Coal ETFs come with plenty of advantages. ETFs are cost-effective, they come with lower capital gains taxes, there are derivatives involved, and an ETF can be purchased with a single transaction. Coal ETFs have plenty of flexibility and prices are updated throughout the day just like stock market equities. The passive management and strong accountability factors make ETF investments attractive, and the immediate dividends are almost irresistible. Coal ETFs can be used as a hedge to cut down on portfolio risk. With any investment, it’s a great way to diversify your portfolio and exposing you to the energy sectors, which could lead to diversification into the alternative energy sector.

Of course, with any investment, coal assets are potentially risky. Buying opportunities for coal currently exist because people are becoming more energy conscious and coal has gone into a surplus, meaning that supply outweighs demand right now. This could mean buying coal investments at rock-bottom prices, or could be an indicator of a bear market. It’s up to the individual to decide and go with his or her intuition. Consider other energy ETFs if you are in the market for investing in energy, and consider renewable energy sources as demands rise.

Investing in Coal Mining – Coal Remains Stable

Investing in coal mining was much different a decade ago. Huge coal mines would be built without much regard to government regulations. The government could not keep up with the quantity of coal mines and so safety suffered. Investing in coal mining was the same all over the world. Countries would put coal mining regulations in place, but then they would find it difficult to follow up with regular inspections and the enforcement of coal mining laws. As a result, miners were injured and many were killed in what become very public spectacles. Coal mining has always been a dangerous profession and coal miners had been putting their lives at risk for decades. But when the 24-hour news channels needed a story to follow, and miners started getting trapped all over the world, the pressure was on.

People need to remember that investing in coal mining is still one of the most stable energy investments available. Despite the most recent disasters, investing in coal mining is still an investment in one of the most prevalent forms of energy on the planet. Coal is used all over the world as the primary source of energy for power plants. While the use of coal as a heating fuel has dropped almost completely off, the need for coal to burn in electrical power plants still grows. The need for coal in power plants is where investors are seeing the biggest jump in profits.

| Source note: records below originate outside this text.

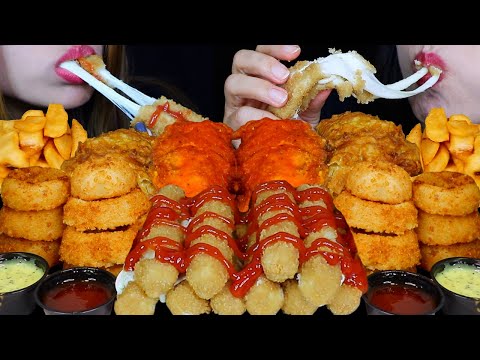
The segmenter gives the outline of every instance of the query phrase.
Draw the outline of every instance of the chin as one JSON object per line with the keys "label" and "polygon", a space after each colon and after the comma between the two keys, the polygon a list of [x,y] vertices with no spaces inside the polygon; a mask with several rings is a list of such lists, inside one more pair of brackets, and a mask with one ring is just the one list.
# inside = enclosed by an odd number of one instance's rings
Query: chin
{"label": "chin", "polygon": [[92,98],[93,91],[90,87],[75,86],[74,89],[69,89],[59,94],[54,102],[62,104],[66,110],[75,109],[85,105]]}

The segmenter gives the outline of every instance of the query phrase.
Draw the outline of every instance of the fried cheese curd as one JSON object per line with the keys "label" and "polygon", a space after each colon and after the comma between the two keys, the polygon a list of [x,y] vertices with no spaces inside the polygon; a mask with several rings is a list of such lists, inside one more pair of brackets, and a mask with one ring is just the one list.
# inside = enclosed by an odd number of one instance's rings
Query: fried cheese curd
{"label": "fried cheese curd", "polygon": [[233,134],[239,169],[238,207],[248,210],[258,184],[285,180],[292,186],[323,184],[327,175],[325,140],[304,121],[249,121]]}
{"label": "fried cheese curd", "polygon": [[425,245],[420,244],[422,260],[420,266],[427,271],[443,259],[451,257],[480,258],[480,238],[468,243],[457,243],[452,245]]}
{"label": "fried cheese curd", "polygon": [[229,188],[235,174],[232,130],[223,123],[178,121],[156,138],[153,183],[181,186],[192,197],[210,186]]}
{"label": "fried cheese curd", "polygon": [[28,252],[36,254],[47,260],[50,267],[58,263],[59,249],[60,239],[57,241],[31,241],[0,233],[0,253]]}
{"label": "fried cheese curd", "polygon": [[316,131],[327,141],[326,185],[334,196],[344,189],[350,168],[361,161],[393,163],[410,176],[422,172],[418,147],[406,141],[402,127],[392,121],[347,111],[323,119]]}

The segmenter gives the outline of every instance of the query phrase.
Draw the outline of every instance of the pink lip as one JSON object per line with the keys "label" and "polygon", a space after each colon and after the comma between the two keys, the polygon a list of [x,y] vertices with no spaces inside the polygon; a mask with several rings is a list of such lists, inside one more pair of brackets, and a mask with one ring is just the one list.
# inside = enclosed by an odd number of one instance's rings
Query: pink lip
{"label": "pink lip", "polygon": [[95,55],[95,50],[88,45],[75,45],[72,46],[68,51],[63,54],[60,59],[57,60],[55,63],[55,72],[58,76],[60,76],[62,79],[65,81],[71,83],[71,84],[83,84],[84,81],[80,79],[77,75],[72,74],[70,71],[65,70],[60,66],[61,63],[69,60],[76,60],[81,57],[89,56],[89,55]]}
{"label": "pink lip", "polygon": [[[446,72],[446,65],[445,65],[445,62],[442,60],[442,58],[440,56],[438,56],[437,54],[435,53],[432,53],[432,52],[429,52],[429,53],[425,53],[425,52],[419,52],[417,54],[417,56],[415,56],[415,60],[417,61],[420,61],[422,63],[423,66],[435,66],[436,68],[439,68],[440,70],[442,70],[442,73],[440,74],[440,79],[438,79],[437,83],[435,85],[437,85],[438,83],[440,83],[440,81],[442,81],[442,79],[445,77],[445,72]],[[415,65],[414,65],[415,66]],[[414,69],[415,71],[417,70],[416,68]],[[428,79],[430,79],[432,77],[432,75],[430,74],[427,74],[425,75],[424,77],[422,77],[420,80],[417,81],[417,83],[419,85],[422,85],[423,83],[425,83],[425,81],[427,81]]]}

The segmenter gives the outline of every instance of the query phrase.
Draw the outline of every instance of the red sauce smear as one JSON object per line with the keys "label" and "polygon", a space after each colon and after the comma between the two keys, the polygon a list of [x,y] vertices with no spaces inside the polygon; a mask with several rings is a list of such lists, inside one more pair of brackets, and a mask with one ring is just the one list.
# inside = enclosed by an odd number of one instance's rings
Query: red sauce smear
{"label": "red sauce smear", "polygon": [[153,128],[155,126],[161,113],[167,113],[177,120],[186,121],[181,112],[170,110],[170,103],[167,101],[163,105],[157,105],[157,109],[153,112],[152,116],[150,117],[150,121],[148,122],[149,128]]}
{"label": "red sauce smear", "polygon": [[[255,201],[260,193],[268,190],[290,191],[290,194],[293,195],[296,201],[323,201],[326,207],[310,206],[299,209],[298,205],[292,201],[287,193],[273,194],[252,208],[248,214],[244,214],[248,219],[249,227],[247,229],[247,235],[242,239],[239,239],[237,242],[229,234],[210,225],[202,225],[193,230],[198,224],[202,224],[202,222],[208,217],[219,219],[227,224],[229,228],[233,229],[235,222],[232,222],[230,219],[219,214],[206,211],[198,217],[195,216],[198,209],[203,204],[212,200],[222,201],[230,206],[232,210],[235,209],[234,199],[227,189],[218,186],[212,187],[199,193],[195,197],[185,198],[180,202],[173,202],[165,197],[157,196],[152,198],[152,201],[156,204],[156,206],[152,208],[154,215],[149,215],[147,217],[147,221],[145,222],[146,225],[141,231],[142,236],[146,236],[145,234],[150,232],[148,229],[155,224],[169,224],[179,221],[179,213],[182,215],[188,214],[188,216],[193,217],[193,219],[185,230],[185,248],[181,244],[163,237],[156,237],[139,242],[128,255],[125,262],[125,269],[133,270],[135,263],[142,257],[143,253],[150,249],[155,251],[155,257],[159,261],[172,264],[180,273],[182,273],[186,270],[188,264],[190,264],[195,255],[204,253],[216,258],[225,266],[232,281],[230,291],[234,296],[243,297],[263,273],[261,256],[265,248],[275,242],[282,241],[290,243],[296,247],[299,252],[300,263],[308,261],[312,256],[320,255],[332,266],[340,264],[342,273],[345,277],[344,283],[357,287],[365,293],[367,290],[365,269],[360,260],[355,256],[356,251],[352,251],[351,245],[353,244],[353,238],[351,232],[349,231],[343,216],[338,212],[334,212],[333,200],[330,194],[325,189],[319,187],[296,191],[285,181],[272,181],[261,184],[253,192],[252,199]],[[260,226],[258,226],[258,218],[260,216],[268,211],[275,210],[287,210],[290,214],[282,212],[265,220]],[[235,218],[238,218],[238,213],[235,213]],[[297,225],[300,237],[286,232],[278,232],[260,240],[260,233],[262,230],[282,221],[294,222]],[[245,221],[242,223],[244,222]],[[178,223],[176,226],[178,226]],[[319,238],[313,241],[309,248],[306,248],[302,239],[310,233],[320,231],[324,226],[330,226],[333,229],[336,229],[338,240],[331,241],[325,238]],[[248,236],[254,232],[257,232],[257,242],[250,247],[250,249],[247,249],[246,244],[248,242]],[[190,246],[192,241],[198,239],[204,234],[211,234],[226,241],[239,259],[250,259],[249,263],[247,263],[242,270],[235,272],[233,265],[225,259],[220,250],[216,247],[201,242]]]}
{"label": "red sauce smear", "polygon": [[371,290],[368,299],[377,308],[398,315],[427,314],[437,307],[425,290],[408,285],[380,285]]}
{"label": "red sauce smear", "polygon": [[78,312],[105,304],[112,292],[96,281],[71,281],[57,285],[43,296],[43,303],[55,311]]}

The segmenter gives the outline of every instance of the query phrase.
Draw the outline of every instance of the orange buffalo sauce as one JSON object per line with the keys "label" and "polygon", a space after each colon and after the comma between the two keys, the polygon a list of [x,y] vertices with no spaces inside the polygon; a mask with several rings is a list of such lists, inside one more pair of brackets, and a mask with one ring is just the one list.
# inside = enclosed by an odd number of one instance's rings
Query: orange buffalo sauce
{"label": "orange buffalo sauce", "polygon": [[[126,270],[133,270],[136,262],[141,259],[145,251],[152,250],[155,253],[156,259],[175,266],[180,273],[183,273],[186,271],[195,255],[200,253],[208,254],[219,260],[225,266],[231,280],[231,293],[236,297],[243,297],[263,274],[261,257],[264,249],[273,243],[283,241],[292,244],[298,250],[300,254],[300,264],[307,261],[312,256],[320,255],[330,265],[340,264],[342,273],[345,277],[345,284],[357,287],[363,293],[366,292],[367,278],[365,270],[358,257],[355,256],[356,251],[351,246],[353,244],[352,237],[343,216],[338,212],[334,212],[333,201],[330,194],[320,187],[312,187],[303,191],[297,191],[288,182],[277,180],[262,183],[256,191],[252,193],[252,200],[254,201],[263,191],[278,189],[289,191],[296,201],[299,202],[322,200],[325,203],[326,208],[322,206],[299,208],[287,194],[274,194],[251,209],[248,214],[245,214],[243,219],[240,219],[236,211],[234,212],[236,219],[235,222],[248,222],[249,226],[246,236],[240,239],[234,239],[229,234],[209,225],[203,225],[193,230],[197,224],[201,223],[201,221],[207,217],[220,219],[228,224],[229,227],[235,225],[230,219],[221,215],[213,212],[205,212],[194,218],[190,224],[184,228],[186,237],[184,245],[181,245],[173,240],[163,237],[156,237],[144,241],[142,241],[142,238],[146,236],[144,234],[150,232],[149,229],[156,223],[172,223],[176,220],[178,221],[181,217],[180,214],[182,214],[182,216],[194,217],[201,205],[207,201],[222,201],[234,209],[234,199],[232,195],[225,188],[212,187],[195,197],[187,197],[181,202],[175,202],[173,200],[166,201],[162,198],[156,198],[154,201],[156,201],[157,206],[152,208],[152,213],[154,215],[148,215],[144,228],[140,232],[141,235],[139,236],[139,242],[128,255],[124,268]],[[164,210],[160,211],[159,209]],[[287,209],[293,215],[280,213],[265,220],[262,225],[258,226],[256,220],[259,216],[267,211],[279,209]],[[258,241],[262,229],[286,220],[292,221],[297,225],[300,237],[285,232],[278,232]],[[177,223],[175,226],[180,225]],[[335,242],[325,238],[319,238],[314,240],[311,246],[307,248],[303,238],[312,232],[320,230],[323,226],[331,226],[337,230],[338,241]],[[246,249],[246,238],[254,232],[257,233],[257,242],[249,249]],[[226,241],[234,254],[240,260],[247,262],[243,269],[235,271],[235,267],[232,263],[225,259],[220,250],[212,245],[196,243],[195,245],[190,246],[192,241],[198,239],[203,234],[212,234],[215,237]]]}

The electricity needs of a growing population are becoming a prime concern for governments all over the world. Electricity is considered to be one of the most essential elements of a society, and that is why investing in coal mining is still very lucrative. Coal mining companies need investors to continue to be investing in coal mining so that changes can be made to make the current mines safer. After the very public disasters that coal mining companies have suffered recently, governments all over the world are cracking down on coal mine safety. The regulations that used to be allowed to slide by are now being strictly enforced and coal mining companies need investment revenue to make badly needed changes.

Until reliable alternative energy sources are found, investing in coal mining still remains a strong option. Because of the need for safety upgrades in mines, investing in coal mining has become more essential now than ever before. As the population continues to grow, so does the importance of coal.